June 17, 2019 — A new large-sample Golden State poll released from the University of California at Berkeley and the Los Angeles Times (June 4-10; 2,131 likely California Democratic primary voters from a pool of 4,435 registered voters) yields some surprising results. The three most unexpected findings first show a tight race among the four top contenders, Sen. Elizabeth Warren (D-MA) surging into second place, and home-state Sen. Kamala Harris only finishing fourth but not substantially behind.
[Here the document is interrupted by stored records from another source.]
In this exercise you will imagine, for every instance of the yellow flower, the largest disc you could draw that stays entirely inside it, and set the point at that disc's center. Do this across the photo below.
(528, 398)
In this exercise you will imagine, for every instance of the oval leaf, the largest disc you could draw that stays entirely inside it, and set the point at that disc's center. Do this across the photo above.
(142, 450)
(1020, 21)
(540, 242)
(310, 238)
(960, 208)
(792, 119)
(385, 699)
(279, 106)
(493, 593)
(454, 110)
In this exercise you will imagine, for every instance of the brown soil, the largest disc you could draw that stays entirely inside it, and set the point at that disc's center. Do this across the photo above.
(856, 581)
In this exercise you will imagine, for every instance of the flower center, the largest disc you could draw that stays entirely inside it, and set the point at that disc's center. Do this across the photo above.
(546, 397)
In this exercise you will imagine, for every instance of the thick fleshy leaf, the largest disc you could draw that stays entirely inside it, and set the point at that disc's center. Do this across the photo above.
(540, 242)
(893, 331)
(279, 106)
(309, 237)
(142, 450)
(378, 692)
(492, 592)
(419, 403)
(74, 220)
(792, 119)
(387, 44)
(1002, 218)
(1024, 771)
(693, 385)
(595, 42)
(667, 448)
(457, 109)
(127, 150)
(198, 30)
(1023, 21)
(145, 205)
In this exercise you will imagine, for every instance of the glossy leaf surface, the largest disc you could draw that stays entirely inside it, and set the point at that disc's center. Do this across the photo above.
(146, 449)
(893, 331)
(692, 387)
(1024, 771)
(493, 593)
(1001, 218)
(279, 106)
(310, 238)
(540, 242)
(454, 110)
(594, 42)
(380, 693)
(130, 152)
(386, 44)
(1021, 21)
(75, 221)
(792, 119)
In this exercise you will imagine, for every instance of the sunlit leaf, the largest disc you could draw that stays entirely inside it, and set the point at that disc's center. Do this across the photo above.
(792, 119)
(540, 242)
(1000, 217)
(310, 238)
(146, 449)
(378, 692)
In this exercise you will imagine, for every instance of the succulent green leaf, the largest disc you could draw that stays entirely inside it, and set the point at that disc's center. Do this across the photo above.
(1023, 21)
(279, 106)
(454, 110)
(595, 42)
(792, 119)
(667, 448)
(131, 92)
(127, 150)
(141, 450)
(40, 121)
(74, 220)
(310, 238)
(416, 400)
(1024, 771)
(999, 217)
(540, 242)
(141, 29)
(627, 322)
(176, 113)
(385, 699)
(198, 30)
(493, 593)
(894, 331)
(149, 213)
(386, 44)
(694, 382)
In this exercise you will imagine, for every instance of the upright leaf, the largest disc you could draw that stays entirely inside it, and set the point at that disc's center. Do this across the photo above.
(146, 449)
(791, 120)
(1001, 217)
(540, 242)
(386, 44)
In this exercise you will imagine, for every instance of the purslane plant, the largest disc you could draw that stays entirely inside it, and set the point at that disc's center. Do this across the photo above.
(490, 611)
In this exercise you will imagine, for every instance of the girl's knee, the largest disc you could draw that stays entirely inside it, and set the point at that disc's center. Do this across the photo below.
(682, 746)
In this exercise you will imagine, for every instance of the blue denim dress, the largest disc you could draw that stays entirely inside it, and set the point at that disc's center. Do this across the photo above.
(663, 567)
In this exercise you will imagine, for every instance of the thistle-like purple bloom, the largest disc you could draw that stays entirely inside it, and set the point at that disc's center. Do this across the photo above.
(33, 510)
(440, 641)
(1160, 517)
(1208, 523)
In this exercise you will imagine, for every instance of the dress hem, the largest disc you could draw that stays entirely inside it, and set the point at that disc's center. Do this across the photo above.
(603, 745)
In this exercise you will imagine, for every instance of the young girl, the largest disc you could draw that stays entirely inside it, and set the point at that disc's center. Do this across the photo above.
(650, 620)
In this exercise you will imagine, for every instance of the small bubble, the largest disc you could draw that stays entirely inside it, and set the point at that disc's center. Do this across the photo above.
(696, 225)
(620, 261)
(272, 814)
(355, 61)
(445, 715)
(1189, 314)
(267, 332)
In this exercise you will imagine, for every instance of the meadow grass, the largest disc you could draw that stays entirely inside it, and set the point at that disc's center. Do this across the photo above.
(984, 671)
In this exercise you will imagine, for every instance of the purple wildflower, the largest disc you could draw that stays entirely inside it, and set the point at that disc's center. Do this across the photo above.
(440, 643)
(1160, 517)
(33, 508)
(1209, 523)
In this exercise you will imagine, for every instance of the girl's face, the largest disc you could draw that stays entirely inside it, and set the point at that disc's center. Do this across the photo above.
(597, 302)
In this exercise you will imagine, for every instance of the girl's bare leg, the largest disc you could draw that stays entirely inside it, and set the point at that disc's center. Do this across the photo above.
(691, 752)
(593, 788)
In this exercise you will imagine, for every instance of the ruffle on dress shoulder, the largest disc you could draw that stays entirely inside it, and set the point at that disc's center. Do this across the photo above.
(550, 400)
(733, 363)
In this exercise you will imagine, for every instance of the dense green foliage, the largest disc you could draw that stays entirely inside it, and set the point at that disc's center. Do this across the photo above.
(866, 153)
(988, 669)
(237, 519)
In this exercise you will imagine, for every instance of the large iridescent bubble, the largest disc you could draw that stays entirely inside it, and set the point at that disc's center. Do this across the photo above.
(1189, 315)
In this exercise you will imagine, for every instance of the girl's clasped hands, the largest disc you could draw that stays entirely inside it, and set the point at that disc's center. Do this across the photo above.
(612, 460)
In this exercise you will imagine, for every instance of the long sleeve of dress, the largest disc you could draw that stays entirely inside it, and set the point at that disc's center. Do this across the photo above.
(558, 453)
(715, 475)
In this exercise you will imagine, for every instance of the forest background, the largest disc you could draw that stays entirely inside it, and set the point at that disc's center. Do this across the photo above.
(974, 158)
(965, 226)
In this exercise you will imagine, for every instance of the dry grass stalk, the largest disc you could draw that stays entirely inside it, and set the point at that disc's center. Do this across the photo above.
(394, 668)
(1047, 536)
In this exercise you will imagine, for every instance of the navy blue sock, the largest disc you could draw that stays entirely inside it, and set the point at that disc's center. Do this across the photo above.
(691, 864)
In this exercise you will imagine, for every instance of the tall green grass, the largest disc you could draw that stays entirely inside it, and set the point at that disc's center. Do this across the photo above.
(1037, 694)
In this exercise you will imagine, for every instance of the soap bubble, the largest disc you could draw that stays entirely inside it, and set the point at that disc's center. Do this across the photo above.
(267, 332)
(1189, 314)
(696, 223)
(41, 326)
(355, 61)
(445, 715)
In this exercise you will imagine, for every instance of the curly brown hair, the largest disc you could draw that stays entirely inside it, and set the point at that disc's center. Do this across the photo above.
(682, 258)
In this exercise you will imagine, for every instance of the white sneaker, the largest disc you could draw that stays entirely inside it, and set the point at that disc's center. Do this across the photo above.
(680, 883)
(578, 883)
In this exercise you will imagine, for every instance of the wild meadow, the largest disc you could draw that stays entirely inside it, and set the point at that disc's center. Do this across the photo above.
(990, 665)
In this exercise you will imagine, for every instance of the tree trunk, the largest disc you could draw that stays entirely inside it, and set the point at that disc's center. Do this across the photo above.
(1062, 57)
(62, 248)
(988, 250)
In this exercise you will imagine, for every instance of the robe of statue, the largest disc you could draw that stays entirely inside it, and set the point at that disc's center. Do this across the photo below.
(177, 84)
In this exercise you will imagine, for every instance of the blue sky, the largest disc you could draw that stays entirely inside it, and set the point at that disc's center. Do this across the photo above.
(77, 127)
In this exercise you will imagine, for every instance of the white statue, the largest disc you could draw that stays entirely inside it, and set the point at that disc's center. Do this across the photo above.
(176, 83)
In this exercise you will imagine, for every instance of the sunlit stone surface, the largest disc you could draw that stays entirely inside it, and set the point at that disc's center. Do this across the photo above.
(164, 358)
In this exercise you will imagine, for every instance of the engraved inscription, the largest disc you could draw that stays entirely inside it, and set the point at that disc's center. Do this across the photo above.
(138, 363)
The California primary, scheduled for March 3, possesses the largest number of first-ballot delegates of any state or territory. The state’s 416 first-ballot delegates, 272 of whom are divided among the 53 congressional districts and 144 at-large, will certainly help set the tone over how the Democratic National Convention unfolds.

Sen. Harris, who could well be the indicator candidate as to what scenario will occur at the convention, (i.e., will one candidate be able to coalesce a majority coalition on the first or second ballot or does the nomination battle fall into a multi-ballot contest) must score big in her home state, and this latest survey suggests her path is challenging but doable.

The Berkeley/LA Times study sees former Vice President Joe Biden holding a smaller lead than in past surveys, as he polls 22 percent first-choice responses. Sen. Warren makes a major jump into second place and records 18 percent, one of her best showings in any poll. Sen. Bernie Sanders (I-VT), who has been dipping in polling across the country, places third at 17 percent, and Sen. Harris trails in fourth position, but is still clearly in the game at 13 percent.

Polling from around the country within the last 10 days, and this California study is obviously no exception, has been projecting a tighter Democratic race. Though Biden still leads, his advantage is lessening.